Consider first of all that in American culture, to have high self-esteem you have to feel special and above average. In our society, it’s really not okay to be average. Being told your performance or accomplishment is “average” feels like an insult.
This is a problem because we can’t all be above average. It just can’t happen. The math doesn’t add up. So we find ways to puff ourselves up and put others down to feel better about ourselves in comparison. Low self-esteem is problematic for obvious reasons, but high self-esteem is also problematic because of how we get it — by elevating ourselves above others.
Narcissism comes out of this, as does bullying, prejudice, ethnic and political superiority, and on and on.
Self-esteem is all about judgement, and it’s contingent on success. With self-esteem, we can only feel good when we succeed. So when we fail, we feel lousy.
And for women, this is especially hard because society teaches us to put our self-esteem in standards of beauty. Studies show that up until around third grade, both girls and boys accept their appearance. This remains fairly constant for boys through high school, but it starts to take a nosedive for girls as early as third grade!
What is self-compassion?
Self-compassion is not a way of judging ourselves positively instead of negatively. In fact, it’s not about judging at all. It’s about relating to ourselves kindly and embracing ourselves, flaws and all. According to Dr. Neff, it has 3 key components.
1. Treating ourselves with kindness versus harsh self-judgment.
2. Acknowledging our common humanity by looking for similarities with others and accepting imperfections of ourselves and our overall lives.
3. Being mindful of what is in the present moment, which means noticing and also validating our suffering in order to view ourselves with compassion.

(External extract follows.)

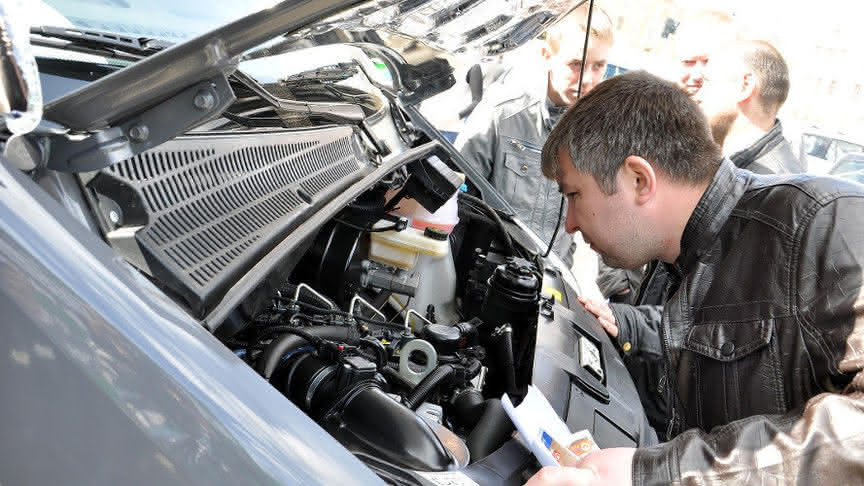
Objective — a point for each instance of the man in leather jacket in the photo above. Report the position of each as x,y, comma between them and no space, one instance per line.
741,91
762,335
745,85
503,136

How do we treat ourselves with compassion?
Instead of judging and criticizing ourselves, and berating ourselves when we don’t measure up—Dr. Neff recommends tapping into what we she calls the “mammalian care-giving system.” This includes warmth, gentle touch, and soft vocalizations, which release oxytocin and feel-good hormones.

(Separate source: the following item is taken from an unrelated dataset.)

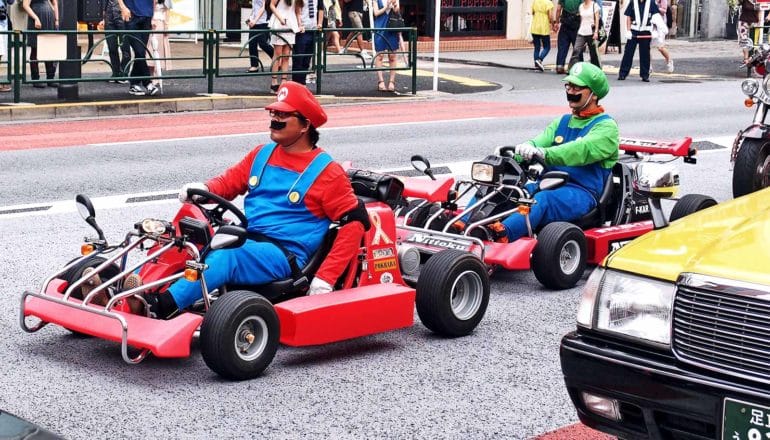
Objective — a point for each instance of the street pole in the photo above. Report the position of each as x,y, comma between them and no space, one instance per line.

Studies show that when we feel safe and comforted, we are in an optimal mindset to do our best.
So, next time you have some harsh words for yourself, see if you can reframe and instead speak to yourself like you would a friend. Wrap yourself in a warm blanket, put a hand on your own shoulder, and speak to yourself gently and lovingly.
Researched studies on self-compassion show overall that it is very strongly related to mental well-being. People who practice self-compassion have less anxiety, less stress and less of a drive toward perfectionism. They have greater happiness, life satisfaction, make healthier lifestyle choices and form better interpersonal relationships.
Self-compassion has the benefits of self-esteem without the pitfalls of narcissism. It provides a more stable sense of self-worth because it’s there when you fail, stepping in exactly where self-esteem leaves you.
You already know what you say to a friend who is struggling and how to provide the needed comfort…now just do that for yourself.